Mike Macdonald (Michigan) – Going from veteran defensive coordinator Don Brown to 33-year-old Mike Macdonald, who was coaching linebackers for a model organization in the Baltimore Ravens. The Wolverines have had a good defense most years, but faltered badly last season. Macdonald certainly comes highly recommended from head coach Jim Harbaugh’s brother, John, and this could provide a big spark for Michigan both on the stat sheet and also in the recruiting rankings.

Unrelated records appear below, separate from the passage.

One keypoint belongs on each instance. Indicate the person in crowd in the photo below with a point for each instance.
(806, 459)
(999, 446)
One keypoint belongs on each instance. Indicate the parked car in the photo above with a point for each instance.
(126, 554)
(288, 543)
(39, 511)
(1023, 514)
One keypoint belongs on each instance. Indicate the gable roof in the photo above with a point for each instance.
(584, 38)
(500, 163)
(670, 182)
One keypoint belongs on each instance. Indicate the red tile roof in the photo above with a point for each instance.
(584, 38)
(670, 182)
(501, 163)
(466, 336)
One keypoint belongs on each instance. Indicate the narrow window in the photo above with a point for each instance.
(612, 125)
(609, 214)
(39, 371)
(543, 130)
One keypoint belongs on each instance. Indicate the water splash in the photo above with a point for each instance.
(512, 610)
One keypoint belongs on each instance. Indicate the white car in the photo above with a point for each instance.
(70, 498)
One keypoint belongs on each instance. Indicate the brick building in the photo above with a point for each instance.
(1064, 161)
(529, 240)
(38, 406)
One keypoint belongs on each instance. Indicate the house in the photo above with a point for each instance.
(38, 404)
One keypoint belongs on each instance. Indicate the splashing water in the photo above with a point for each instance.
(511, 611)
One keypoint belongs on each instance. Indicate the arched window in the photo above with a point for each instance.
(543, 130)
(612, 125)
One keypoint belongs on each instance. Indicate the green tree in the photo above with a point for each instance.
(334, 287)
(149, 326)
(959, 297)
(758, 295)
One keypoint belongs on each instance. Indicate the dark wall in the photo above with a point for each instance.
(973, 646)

Jim O’Neil (Northwestern) – This is an interesting situation for the Wildcats. Outstanding defensive coordinator Mike Hankwitz retired. Jim O’Neil has tons of experience, most of which has been at the NFL level. Hankwitz has had a ton of great years with average to above average talent in Evanston. O’Neil is going to be a change of pace for the defense and he has a rather inexperienced unit to start. This could be a tough year for the defense by their lofty standards.

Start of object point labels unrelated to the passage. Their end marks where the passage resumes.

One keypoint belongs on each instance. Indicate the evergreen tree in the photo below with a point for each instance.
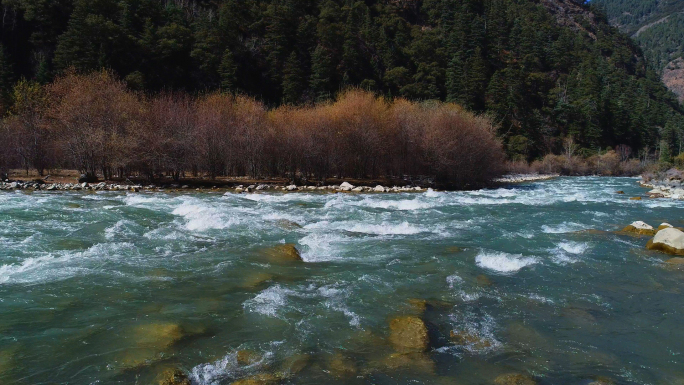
(293, 80)
(228, 72)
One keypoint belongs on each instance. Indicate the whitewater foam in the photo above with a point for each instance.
(200, 217)
(503, 262)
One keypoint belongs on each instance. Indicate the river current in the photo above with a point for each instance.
(111, 287)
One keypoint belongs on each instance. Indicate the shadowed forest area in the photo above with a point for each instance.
(95, 124)
(542, 70)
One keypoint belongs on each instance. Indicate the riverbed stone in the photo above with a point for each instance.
(411, 361)
(259, 379)
(158, 335)
(514, 379)
(469, 339)
(600, 380)
(640, 228)
(342, 366)
(247, 357)
(664, 226)
(173, 376)
(670, 241)
(294, 364)
(284, 253)
(483, 280)
(408, 334)
(256, 279)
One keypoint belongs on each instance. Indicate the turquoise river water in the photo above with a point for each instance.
(111, 287)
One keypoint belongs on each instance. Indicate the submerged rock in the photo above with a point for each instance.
(174, 377)
(514, 379)
(408, 334)
(469, 339)
(259, 379)
(664, 226)
(342, 366)
(247, 357)
(413, 361)
(288, 225)
(417, 305)
(295, 364)
(158, 335)
(255, 280)
(283, 253)
(640, 228)
(602, 381)
(483, 280)
(669, 241)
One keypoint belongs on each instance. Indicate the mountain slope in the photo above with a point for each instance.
(658, 27)
(543, 69)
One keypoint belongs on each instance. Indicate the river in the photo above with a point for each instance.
(111, 287)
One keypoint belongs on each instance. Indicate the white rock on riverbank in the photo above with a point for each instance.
(521, 178)
(102, 186)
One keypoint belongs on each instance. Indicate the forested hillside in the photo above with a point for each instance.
(543, 70)
(658, 27)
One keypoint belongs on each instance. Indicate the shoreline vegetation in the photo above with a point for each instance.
(96, 125)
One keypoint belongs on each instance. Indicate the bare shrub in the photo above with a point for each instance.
(94, 116)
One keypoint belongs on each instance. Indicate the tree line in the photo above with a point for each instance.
(541, 77)
(93, 123)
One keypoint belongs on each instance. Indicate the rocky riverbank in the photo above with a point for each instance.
(103, 186)
(521, 178)
(665, 185)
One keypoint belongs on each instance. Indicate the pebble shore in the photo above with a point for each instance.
(102, 186)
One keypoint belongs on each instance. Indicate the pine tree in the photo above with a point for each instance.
(75, 48)
(228, 72)
(322, 72)
(293, 80)
(6, 80)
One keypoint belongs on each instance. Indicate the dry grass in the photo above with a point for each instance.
(94, 124)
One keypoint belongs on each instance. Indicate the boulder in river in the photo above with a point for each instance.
(514, 379)
(469, 339)
(294, 364)
(664, 226)
(413, 361)
(639, 228)
(669, 241)
(259, 379)
(283, 253)
(408, 334)
(255, 280)
(247, 357)
(158, 335)
(342, 366)
(483, 280)
(174, 376)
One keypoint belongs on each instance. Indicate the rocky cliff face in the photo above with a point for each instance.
(673, 77)
(571, 13)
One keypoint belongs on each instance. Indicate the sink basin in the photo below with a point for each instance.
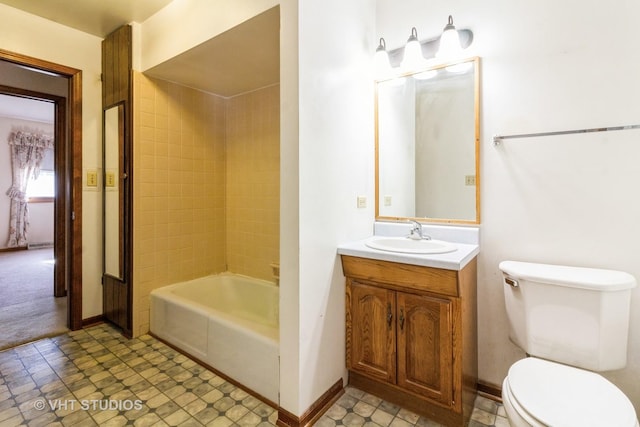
(410, 246)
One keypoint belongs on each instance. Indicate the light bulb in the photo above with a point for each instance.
(449, 41)
(382, 67)
(413, 58)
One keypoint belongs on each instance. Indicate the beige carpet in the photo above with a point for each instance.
(28, 309)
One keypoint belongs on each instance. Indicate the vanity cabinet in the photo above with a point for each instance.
(411, 336)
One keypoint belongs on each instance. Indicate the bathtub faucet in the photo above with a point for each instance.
(416, 231)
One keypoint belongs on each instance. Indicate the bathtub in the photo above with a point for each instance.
(229, 322)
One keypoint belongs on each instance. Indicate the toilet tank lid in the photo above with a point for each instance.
(576, 277)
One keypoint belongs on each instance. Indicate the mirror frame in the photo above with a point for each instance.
(121, 193)
(476, 75)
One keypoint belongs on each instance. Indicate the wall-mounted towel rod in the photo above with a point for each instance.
(497, 139)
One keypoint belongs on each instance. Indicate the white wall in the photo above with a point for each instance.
(572, 200)
(335, 165)
(29, 35)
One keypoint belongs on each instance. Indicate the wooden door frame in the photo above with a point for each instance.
(69, 221)
(60, 170)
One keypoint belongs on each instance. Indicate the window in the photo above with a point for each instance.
(42, 188)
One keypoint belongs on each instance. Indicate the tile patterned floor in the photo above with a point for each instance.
(96, 377)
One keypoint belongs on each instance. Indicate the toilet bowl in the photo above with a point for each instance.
(540, 393)
(573, 322)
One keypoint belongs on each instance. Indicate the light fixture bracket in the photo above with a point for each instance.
(429, 47)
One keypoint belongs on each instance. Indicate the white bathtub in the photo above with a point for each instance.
(229, 322)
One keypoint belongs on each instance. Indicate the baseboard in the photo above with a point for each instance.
(92, 321)
(490, 391)
(14, 249)
(315, 411)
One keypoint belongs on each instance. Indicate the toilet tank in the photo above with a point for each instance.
(572, 315)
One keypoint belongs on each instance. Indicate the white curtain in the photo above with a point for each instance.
(27, 152)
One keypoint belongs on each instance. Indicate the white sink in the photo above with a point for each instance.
(410, 246)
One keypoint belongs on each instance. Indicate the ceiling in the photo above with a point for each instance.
(17, 107)
(97, 17)
(242, 59)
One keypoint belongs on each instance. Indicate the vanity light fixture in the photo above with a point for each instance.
(381, 64)
(418, 54)
(449, 41)
(413, 57)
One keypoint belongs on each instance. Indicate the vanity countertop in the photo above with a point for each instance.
(455, 260)
(466, 239)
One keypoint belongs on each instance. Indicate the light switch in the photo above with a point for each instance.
(110, 178)
(92, 178)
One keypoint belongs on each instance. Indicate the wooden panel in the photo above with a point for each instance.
(410, 401)
(425, 346)
(372, 350)
(116, 67)
(115, 297)
(402, 276)
(117, 88)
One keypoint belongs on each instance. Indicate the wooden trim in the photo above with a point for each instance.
(40, 200)
(476, 62)
(75, 119)
(315, 411)
(490, 391)
(394, 394)
(69, 251)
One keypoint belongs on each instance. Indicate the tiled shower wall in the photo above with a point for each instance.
(253, 182)
(206, 179)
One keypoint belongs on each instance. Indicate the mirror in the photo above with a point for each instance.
(113, 191)
(427, 141)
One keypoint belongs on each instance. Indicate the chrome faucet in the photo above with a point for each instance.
(416, 231)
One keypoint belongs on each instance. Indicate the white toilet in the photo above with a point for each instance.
(571, 321)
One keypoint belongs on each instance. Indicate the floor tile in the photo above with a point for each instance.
(96, 377)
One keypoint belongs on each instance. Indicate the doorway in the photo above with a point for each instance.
(68, 172)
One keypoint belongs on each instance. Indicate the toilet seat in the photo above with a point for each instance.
(563, 396)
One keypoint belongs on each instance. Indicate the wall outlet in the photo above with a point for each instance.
(110, 178)
(92, 178)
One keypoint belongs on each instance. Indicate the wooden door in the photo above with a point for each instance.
(425, 342)
(371, 331)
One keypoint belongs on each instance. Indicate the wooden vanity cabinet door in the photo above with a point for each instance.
(425, 339)
(372, 331)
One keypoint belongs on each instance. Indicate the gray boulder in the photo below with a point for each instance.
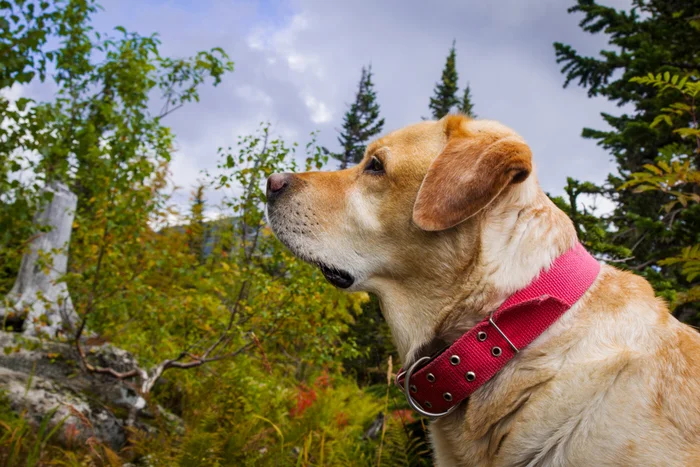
(38, 377)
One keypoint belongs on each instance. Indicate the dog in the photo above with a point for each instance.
(443, 221)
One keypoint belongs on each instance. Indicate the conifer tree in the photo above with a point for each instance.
(361, 122)
(445, 93)
(657, 37)
(467, 106)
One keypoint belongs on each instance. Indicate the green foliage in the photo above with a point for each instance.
(592, 229)
(676, 170)
(654, 189)
(467, 106)
(372, 336)
(262, 333)
(445, 92)
(360, 123)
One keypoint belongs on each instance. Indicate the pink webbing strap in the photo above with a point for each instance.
(483, 351)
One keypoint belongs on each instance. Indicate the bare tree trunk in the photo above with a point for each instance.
(37, 291)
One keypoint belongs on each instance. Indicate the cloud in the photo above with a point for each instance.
(298, 62)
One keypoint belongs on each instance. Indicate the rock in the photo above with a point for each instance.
(38, 398)
(38, 292)
(38, 377)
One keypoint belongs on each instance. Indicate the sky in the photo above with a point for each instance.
(297, 63)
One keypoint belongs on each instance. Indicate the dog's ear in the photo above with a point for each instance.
(472, 170)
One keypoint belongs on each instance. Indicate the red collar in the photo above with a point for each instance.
(436, 388)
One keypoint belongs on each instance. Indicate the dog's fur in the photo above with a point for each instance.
(456, 225)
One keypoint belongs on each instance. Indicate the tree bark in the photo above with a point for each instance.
(37, 290)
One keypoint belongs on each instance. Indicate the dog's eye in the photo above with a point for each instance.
(374, 166)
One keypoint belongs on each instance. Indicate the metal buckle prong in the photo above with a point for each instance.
(493, 323)
(407, 392)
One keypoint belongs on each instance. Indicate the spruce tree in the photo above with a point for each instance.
(361, 122)
(445, 93)
(466, 106)
(655, 36)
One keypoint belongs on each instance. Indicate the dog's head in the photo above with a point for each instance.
(411, 201)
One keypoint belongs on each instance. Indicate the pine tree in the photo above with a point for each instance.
(445, 93)
(655, 36)
(361, 122)
(466, 106)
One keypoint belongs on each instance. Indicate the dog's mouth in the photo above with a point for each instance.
(337, 277)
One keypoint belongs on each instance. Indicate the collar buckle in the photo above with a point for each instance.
(493, 323)
(407, 392)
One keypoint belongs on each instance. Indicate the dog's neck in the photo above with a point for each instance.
(494, 256)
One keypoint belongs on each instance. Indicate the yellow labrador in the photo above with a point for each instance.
(444, 221)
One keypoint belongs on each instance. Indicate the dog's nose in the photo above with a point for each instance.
(276, 185)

Brad Lambert (Purdue) – Personally, I’m a little higher than the market seems to be on Purdue this season. Brad Lambert is an excellent hire as the defensive coordinator. Lambert had some success at Charlotte, including the program’s transition to FBS. He was at Marshall the last two years. Purdue’s defense has held the team back. If Lambert can have success, the Boilermakers could be a surprise team.
Pete Kwiatkowski (Texas) – Steve Sarkisian didn’t have Pete Kwiatkowski as his defensive coordinator when he was at Washington, but he was certainly well aware of what was transpiring at Boise State. When Chris Petersen took over in Seattle, he brought Kwiatkowski with him and the two had a lot of success. Now Kwiatkowski will try to do the same in Austin. He should do very well here and also improve the recruiting pipeline on D.

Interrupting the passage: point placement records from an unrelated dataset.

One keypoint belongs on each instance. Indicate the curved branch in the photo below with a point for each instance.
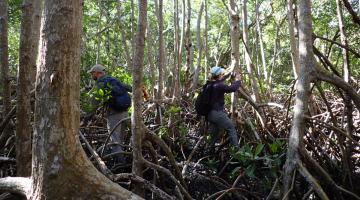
(159, 193)
(340, 83)
(168, 173)
(156, 139)
(355, 18)
(17, 185)
(339, 44)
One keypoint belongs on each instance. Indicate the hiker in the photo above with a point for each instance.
(114, 112)
(217, 117)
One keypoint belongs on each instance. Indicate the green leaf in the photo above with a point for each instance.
(249, 171)
(101, 92)
(258, 149)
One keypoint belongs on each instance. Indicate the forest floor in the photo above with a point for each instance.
(252, 172)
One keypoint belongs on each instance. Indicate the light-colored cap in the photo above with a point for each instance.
(97, 68)
(215, 71)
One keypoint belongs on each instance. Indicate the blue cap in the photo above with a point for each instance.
(215, 71)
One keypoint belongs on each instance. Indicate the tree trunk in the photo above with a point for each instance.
(132, 19)
(137, 74)
(98, 41)
(176, 67)
(293, 41)
(4, 57)
(206, 50)
(199, 46)
(161, 60)
(29, 41)
(235, 51)
(345, 147)
(189, 47)
(4, 70)
(182, 37)
(262, 50)
(307, 63)
(249, 65)
(60, 166)
(123, 38)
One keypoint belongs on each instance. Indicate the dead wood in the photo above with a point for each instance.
(158, 192)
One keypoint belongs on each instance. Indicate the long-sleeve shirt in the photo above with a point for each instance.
(96, 101)
(218, 93)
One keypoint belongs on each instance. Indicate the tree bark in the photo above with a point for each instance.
(137, 74)
(235, 47)
(293, 41)
(176, 67)
(353, 14)
(345, 147)
(60, 166)
(29, 41)
(199, 46)
(123, 38)
(262, 50)
(206, 47)
(307, 64)
(161, 51)
(249, 65)
(4, 57)
(189, 47)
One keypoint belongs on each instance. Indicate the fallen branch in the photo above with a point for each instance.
(158, 192)
(317, 187)
(168, 173)
(191, 155)
(17, 185)
(100, 163)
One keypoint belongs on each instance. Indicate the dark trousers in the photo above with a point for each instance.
(219, 120)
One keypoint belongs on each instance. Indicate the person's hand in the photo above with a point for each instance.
(236, 76)
(87, 118)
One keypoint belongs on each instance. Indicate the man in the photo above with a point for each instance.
(112, 115)
(217, 117)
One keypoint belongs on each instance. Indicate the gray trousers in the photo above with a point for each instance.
(219, 120)
(118, 135)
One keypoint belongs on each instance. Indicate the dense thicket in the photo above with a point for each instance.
(255, 38)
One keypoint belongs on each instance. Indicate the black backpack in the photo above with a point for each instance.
(203, 100)
(120, 98)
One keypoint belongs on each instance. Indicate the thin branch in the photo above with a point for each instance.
(100, 163)
(315, 184)
(17, 185)
(355, 18)
(339, 44)
(157, 191)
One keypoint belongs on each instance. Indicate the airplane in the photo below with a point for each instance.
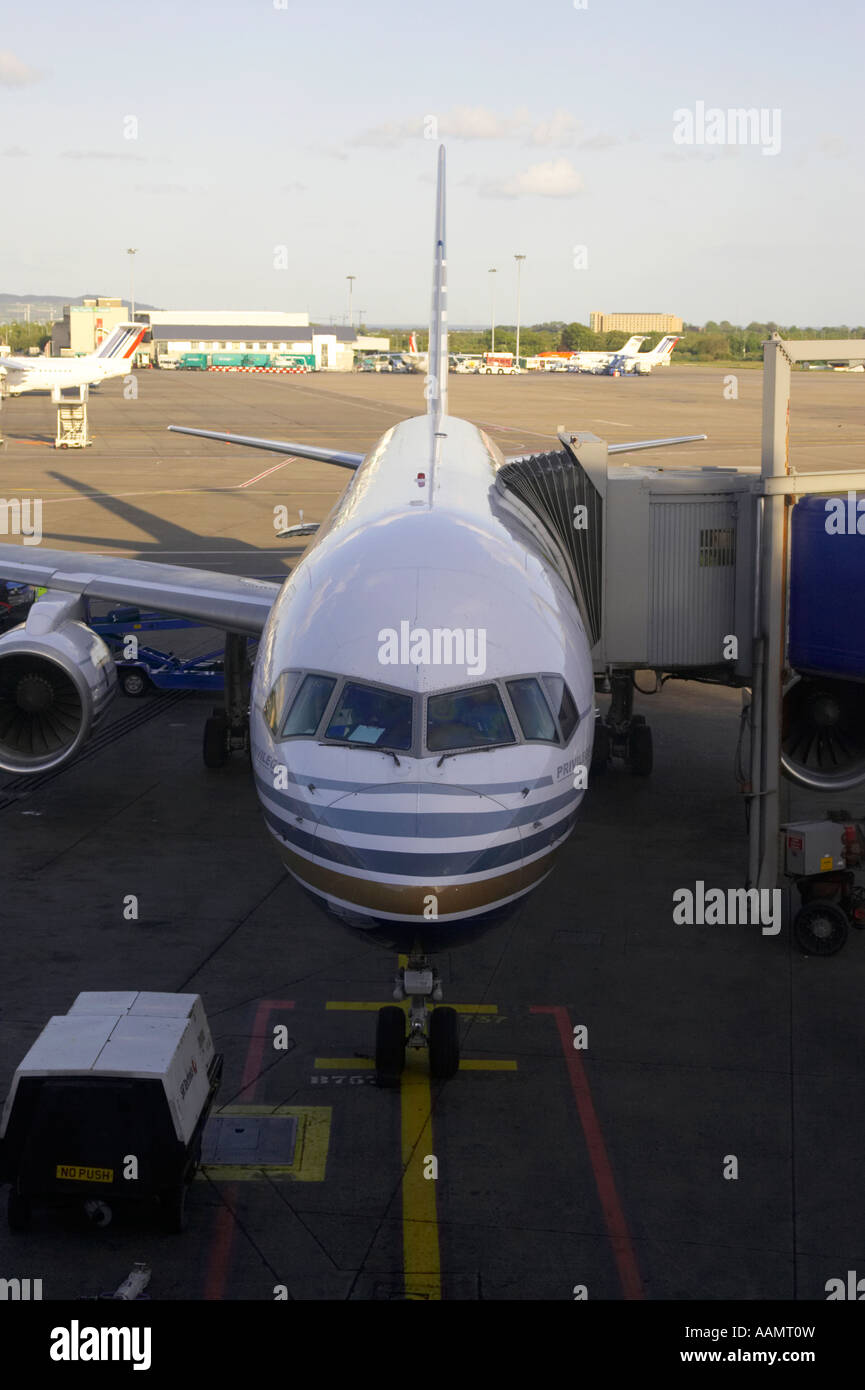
(600, 360)
(111, 359)
(644, 362)
(420, 716)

Marcus Freeman (Notre Dame) – The splashiest DC hire is undoubtedly the one in South Bend. Marcus Freeman, who will be a head coach soon, was hired by Notre Dame after Clark Lea took the head coaching job at Vanderbilt. Freeman was with Luke Fickell at Cincinnati. Given how good Notre Dame’s defense has been the last several years, Freeman isn’t going to come in and produce some grand turnaround, but the solid play should continue. Most DCs inherit a mess. Freeman does not.
Jim Leavitt (SMU) – As far as defensive coordinator upgrades go, there may not be a bigger one than Jim Leavitt at SMU. The highly-regarded veteran has some talent to work with here. The Mustangs just had one of their best defensive seasons in a while, but have allowed over 30 points per game several seasons in a row. We know a Sonny Dykes offense will be good. If a Leavitt-led defense improves, SMU could have a special year.
Ephraim Banda (Utah State) – Utah State is in much better hands all the way around this season with huge upgrades on the coaching side. That includes Ephraim Banda, who was with Miami coaching safeties. The Hurricanes have a lot more talent than what the Aggies have to work with, but Banda comes from a solid defensive program and should be able to do good things during his tenure. Maybe they just won’t happen right away.
Zac Alley (Louisiana Monroe) – Zac Alley is only 27 years old. He is the youngest DC in FBS and is a Brent Venables disciple, having been a graduate assistant at Clemson. From Clemson, he went to the coaching staff at Boise State. Alley has worked under some brilliant defensive minds and this is a great place for a 27-year-old to get his feet wet calling plays. The bar is extremely low for the Warhawks, who have allowed at least 6.3 years per play each of the last five seasons. Alley has a blank slate to work with in Monroe.